Drat. I was going to mention him.

If fictional* examples are allowed, then Mark Twain gives an example in a short story of his simply titled “Luck”. He relates the career of someone he gives the pseudonym of “Lieutenant-General Lord Arthur Scoreby”. Despite being “the supremest ass in the universe”, he advances from cadet to high station and acclaim by sheer dumb luck, his very blunders being taken for inspired genius when they serendipitously succeed.

*In a footnote, Twain claims this is a true story; whether that’s a fictional device or not, I don’t know

Some notes on McClellan:

There really is no way to defend his reputation, and I expect his “rehabilitation” is one of those periodic idiocies which younger historians use to advance their own careers.

Here is the lowdown: McClellan seemed to be da Bomb.
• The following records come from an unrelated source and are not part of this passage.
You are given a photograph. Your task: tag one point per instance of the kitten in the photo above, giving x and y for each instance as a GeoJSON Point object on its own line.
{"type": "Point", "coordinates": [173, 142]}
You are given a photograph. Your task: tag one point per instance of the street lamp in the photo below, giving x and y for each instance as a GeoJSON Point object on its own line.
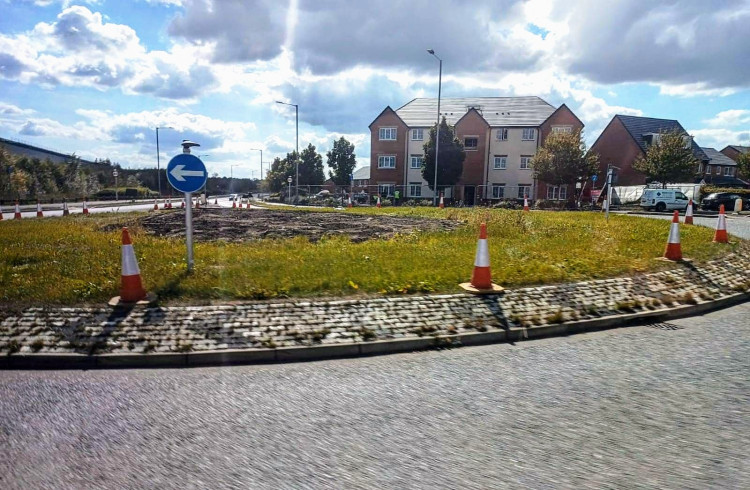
{"type": "Point", "coordinates": [158, 166]}
{"type": "Point", "coordinates": [437, 130]}
{"type": "Point", "coordinates": [296, 160]}
{"type": "Point", "coordinates": [261, 161]}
He was the scion of the elite, a worthy opponent to Lee in status. He had experienced success all his life at everything he tried. He was a skilled commander (keep reading…), who distinuigshed himself as a junior officer, with experience managing huge enterprises (he had been a railroad executive). He was connected politically, in a climate of fierce and often confused political storms. He dad everything you could want, period. And early in the war, hard work from more energetic subordinates (notably WIlliam S. Rosecranz, who was an erratically brillian/awful general who suffered a breakdown at Chickamauga) gave him an undeserved halo.

But he had no guts. He refused to risk anything to succeed. Some try to blame Pinketo, but this is impraobable. Pinkerton’s agents sent him reasonably accurate reports that we know of; McClellan seems to have simply used them to confirm his own fears. And even had Pinkerton fouled up, when presented with the actual facts staring him in the face McClellan stuck to his fanciful figures. I believe at one point he claimed Lee had over 500,000 soldiers - but Lee had less than 150,000.
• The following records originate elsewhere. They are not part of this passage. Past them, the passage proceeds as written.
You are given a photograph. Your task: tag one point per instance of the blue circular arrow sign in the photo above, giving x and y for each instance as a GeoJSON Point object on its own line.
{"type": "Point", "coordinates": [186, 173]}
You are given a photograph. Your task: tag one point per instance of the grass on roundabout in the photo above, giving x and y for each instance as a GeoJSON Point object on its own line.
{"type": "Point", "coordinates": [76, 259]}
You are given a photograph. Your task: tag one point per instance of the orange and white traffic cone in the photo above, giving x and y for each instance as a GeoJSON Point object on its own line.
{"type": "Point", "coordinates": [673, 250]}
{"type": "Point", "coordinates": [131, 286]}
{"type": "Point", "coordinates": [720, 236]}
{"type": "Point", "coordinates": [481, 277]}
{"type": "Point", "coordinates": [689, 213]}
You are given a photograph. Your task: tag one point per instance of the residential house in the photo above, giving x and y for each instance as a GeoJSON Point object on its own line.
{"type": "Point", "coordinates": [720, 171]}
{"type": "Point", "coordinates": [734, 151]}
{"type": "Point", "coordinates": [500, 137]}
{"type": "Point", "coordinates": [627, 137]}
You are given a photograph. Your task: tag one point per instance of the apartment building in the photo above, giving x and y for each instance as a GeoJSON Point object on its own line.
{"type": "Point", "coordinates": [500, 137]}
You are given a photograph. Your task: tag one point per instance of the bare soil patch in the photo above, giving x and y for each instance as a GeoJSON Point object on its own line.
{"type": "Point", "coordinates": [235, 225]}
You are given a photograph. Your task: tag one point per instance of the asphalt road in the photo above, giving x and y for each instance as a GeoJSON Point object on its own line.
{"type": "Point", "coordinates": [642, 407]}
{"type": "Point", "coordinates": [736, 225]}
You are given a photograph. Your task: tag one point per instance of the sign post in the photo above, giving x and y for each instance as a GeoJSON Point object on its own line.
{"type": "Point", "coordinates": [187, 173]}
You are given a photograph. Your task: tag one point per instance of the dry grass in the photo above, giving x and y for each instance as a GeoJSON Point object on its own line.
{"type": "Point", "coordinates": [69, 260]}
No other commander, including some who were not known for military knowledge or good sense, believed this. McClellan did because he wanted to, and he thrice left opportunities to destroy Johnson and later Lee and take Richmond. That early in the war, Richmond was imbued with a little less import than it later came to have as a symbol of the South, but its loss would probably have meant the loss of the entire east. The Rebellion would have certainly withered and died without it, and without the population, wealth, and industry of the east. Later, Pope had Lee in the perfect position to strike, but lacked the numbers, and McClellan essentially refused to respond. In fact, McClellan very nearly committed treason, refusing a legitimate order from a superior without cause, so he could sulk in his tent.

Pope had his own issues, and offended his troops and officers needlessly. He was no fool on the battlefield, however, and his removal was more a matter of the demands of the moment than a ringing condemnation of his skill.

Ambrose Burnside was another incompetent one, but to his credit he knew it and did not want command. It was forced upon him for want of any alternative.

Hooker was another failure, because he lacked the guts for high-level command. Unlike McClellan, he was more willing to take a subordinate role (and his reputation as Fightin’ Joe was well-earned). He served grant well in Tennessee later, although the two men’s differences eventually led to his removal.

The greatest advantage of age is the greater number of puns you can make. Or, in the case of Jubilation T. Cornpone, the pop culture references you can make.

Not to pile any further on poor old Jimmy, but it must be mentioned that he is best known to this day for a mission in which all 16 planes were lost, and which he himself regarded as a dismal failure.

Doolittle was responsible for one unsung allied advantage in World War II. In the thirties he was in involved in aviation planning and he insisted the War Department support the development of 100 octane fuel. Based on his insistance, the War Department made 100 octane the standard and the oil industry had to develop processes to manufacture it in bulk for military sales. And when the war came, Allied aircraft had a major advantage over Axis aircraft because of this better fuel.

How about General Tso? I mean, all most people know about him is that he’s chicken.